Hacker News new | past | comments | ask | show | jobs | submit login

Link to the standard:

http://pubs.opengroup.org/onlinepubs/000095399/functions/clo...

Some discussion that is related to this:

http://lwn.net/Articles/365294/

http://stackoverflow.com/questions/7297001/if-close2-fails-w...

Something which I would consider to be "the answer" from Linus for Linux:

http://linux.derkeiler.com/Mailing-Lists/Kernel/2005-09/3000...

http://linux.derkeiler.com/Mailing-Lists/Kernel/2005-09/3171...

http://linux.derkeiler.com/Mailing-Lists/Kernel/2005-09/3202...

(Apparently, the first thing Linux does is deallocate the file descriptor; /then/ it starts flushing pending written data. If this process is interrupted, it will return EINTR, but the file descriptor itself is already deallocated, and may have been reused long before close() returned.)

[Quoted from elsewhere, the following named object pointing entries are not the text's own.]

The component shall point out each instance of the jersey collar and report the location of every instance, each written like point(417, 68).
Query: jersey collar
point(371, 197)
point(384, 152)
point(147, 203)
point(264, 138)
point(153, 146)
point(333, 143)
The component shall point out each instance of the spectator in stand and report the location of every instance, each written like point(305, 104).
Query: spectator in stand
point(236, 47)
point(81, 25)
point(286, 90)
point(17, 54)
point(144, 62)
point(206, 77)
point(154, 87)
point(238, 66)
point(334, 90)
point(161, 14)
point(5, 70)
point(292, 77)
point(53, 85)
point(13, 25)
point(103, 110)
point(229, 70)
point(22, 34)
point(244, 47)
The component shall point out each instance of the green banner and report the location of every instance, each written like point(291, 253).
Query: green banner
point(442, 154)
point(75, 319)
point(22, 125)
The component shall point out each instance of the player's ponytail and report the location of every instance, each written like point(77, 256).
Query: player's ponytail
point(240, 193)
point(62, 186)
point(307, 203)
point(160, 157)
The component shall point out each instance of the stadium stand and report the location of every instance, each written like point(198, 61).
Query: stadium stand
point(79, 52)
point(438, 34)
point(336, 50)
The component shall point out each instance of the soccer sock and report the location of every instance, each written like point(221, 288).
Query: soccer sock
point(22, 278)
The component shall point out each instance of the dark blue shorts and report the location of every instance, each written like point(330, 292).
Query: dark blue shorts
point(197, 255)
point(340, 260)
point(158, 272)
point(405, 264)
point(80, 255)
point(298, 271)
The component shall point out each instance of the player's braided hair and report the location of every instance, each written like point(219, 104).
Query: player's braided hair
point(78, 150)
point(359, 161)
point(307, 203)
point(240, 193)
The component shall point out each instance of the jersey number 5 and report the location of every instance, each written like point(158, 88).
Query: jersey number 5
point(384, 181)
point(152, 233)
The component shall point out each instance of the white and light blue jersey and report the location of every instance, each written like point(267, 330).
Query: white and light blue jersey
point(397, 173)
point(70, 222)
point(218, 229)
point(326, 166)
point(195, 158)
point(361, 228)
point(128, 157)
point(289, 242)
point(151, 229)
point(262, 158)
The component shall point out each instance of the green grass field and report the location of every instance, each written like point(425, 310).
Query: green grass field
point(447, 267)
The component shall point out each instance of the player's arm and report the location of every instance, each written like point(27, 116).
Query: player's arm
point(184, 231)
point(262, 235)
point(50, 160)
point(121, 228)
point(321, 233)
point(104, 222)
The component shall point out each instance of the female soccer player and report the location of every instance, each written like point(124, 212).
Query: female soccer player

Honestly, after reviewing all of this material, I think the author of this post might simply not know what "unspecified" means (or, alternatively, is making an abstract problem sound overly concrete and blown somewhat out of proportion).

When a specification says "unspecified", it doesn't mean "unknown at runtime, could be anything nondeterministically". It only means that the standard did not specify the result.

Often, this is because there is either a historical artifact or reasonable practical constraint that was posed by one or more vendors that were implementing the standard that meant different implementations simply /weren't/ going to agree on any one value.

However, for any given implementation, there very likely might be a correct answer. In the case of Linux, you should not retry calls to close(): the primary maintainer has told us that it deterministically guarantees the file descriptor is closed even if the function returns EINTR (critical edit: the wording of this sentence was incorrect in original draft).

That said, there may be another implementation out there, possibly one we may use (but with a standard like this, could easily be one that we have never heard of and that already died a death of obscurity years ago) that has the opposite behavior: where EINTR interrupts something (such as pending writes) before the file descriptor is closed, requiring developers to retry.

It is, however, unfortunate that this happened, and the author is right about issues for developers who attempt to use this API "without assuming more than the standard specified".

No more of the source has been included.